In conclusion, inhibition of C. albicans adherence properties, and maybe inhibition of adherence/hyphal formation of other oral fungi, was an original approach for reducing oral biomass because they prevent the development of co-aggregating bacteria. The impact on bacterial microbiota in vitro and in vivo needs further works based on imagery, genomics and proteomics.
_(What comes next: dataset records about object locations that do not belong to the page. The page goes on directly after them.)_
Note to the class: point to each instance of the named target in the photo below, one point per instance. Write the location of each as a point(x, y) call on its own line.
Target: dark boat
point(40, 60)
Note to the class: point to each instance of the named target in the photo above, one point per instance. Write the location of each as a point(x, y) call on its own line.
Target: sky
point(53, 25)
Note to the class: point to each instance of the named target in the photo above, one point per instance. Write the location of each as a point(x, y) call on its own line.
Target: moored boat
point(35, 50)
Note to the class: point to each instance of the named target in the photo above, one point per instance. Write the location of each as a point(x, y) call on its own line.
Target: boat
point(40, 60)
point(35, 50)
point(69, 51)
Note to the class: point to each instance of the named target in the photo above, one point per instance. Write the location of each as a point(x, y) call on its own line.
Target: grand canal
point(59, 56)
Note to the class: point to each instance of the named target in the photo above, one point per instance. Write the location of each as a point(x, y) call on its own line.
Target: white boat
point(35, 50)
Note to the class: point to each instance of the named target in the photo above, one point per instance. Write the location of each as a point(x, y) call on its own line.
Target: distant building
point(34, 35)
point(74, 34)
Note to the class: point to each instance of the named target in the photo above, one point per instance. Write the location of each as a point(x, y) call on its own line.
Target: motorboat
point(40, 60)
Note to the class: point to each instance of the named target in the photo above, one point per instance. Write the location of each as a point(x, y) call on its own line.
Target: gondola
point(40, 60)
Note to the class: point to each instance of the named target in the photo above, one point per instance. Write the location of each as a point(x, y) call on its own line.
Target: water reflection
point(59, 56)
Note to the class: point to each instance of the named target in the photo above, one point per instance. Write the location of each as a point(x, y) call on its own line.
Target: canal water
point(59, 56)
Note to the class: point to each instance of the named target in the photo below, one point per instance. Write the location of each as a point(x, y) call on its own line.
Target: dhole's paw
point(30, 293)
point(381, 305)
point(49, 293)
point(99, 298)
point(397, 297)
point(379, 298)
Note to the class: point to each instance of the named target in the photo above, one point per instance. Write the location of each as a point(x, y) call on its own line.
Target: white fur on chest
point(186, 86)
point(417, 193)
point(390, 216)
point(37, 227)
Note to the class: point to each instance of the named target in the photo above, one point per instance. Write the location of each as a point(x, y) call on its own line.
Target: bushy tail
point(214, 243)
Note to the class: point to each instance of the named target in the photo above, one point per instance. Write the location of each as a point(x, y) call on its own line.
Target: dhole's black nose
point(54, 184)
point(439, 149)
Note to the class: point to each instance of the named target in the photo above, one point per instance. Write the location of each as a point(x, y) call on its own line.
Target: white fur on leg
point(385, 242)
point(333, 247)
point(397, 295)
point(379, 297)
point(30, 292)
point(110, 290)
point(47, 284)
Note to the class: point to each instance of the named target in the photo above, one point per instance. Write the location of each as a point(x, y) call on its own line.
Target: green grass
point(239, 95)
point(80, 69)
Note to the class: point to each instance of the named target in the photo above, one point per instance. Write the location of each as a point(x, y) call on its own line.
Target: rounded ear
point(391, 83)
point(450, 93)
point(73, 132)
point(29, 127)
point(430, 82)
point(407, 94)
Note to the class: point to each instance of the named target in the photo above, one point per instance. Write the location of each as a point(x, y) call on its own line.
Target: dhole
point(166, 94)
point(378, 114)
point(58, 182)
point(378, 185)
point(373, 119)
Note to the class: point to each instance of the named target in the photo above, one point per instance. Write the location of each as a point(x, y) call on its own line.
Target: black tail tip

Additional work could confirm whether this hypothesis could be extended to other hyphae-forming fungal genera in oral and dermatological mycobiome. The clinical trial allowed us to demonstrate that fluorinated toothpaste containing Solidago extract was efficient and safe for reducing oral biomass. Unlike antiseptics, such as triclosan or chlorhexidine, plant extract of S. virgaurea is both biodegradable and harmless for host and environment. When they are carefully validated in vitro and in vivo, some plant extracts alone or in combination seem to be a valuable alternative to synthetic antiseptics, at least for daily oral hygiene.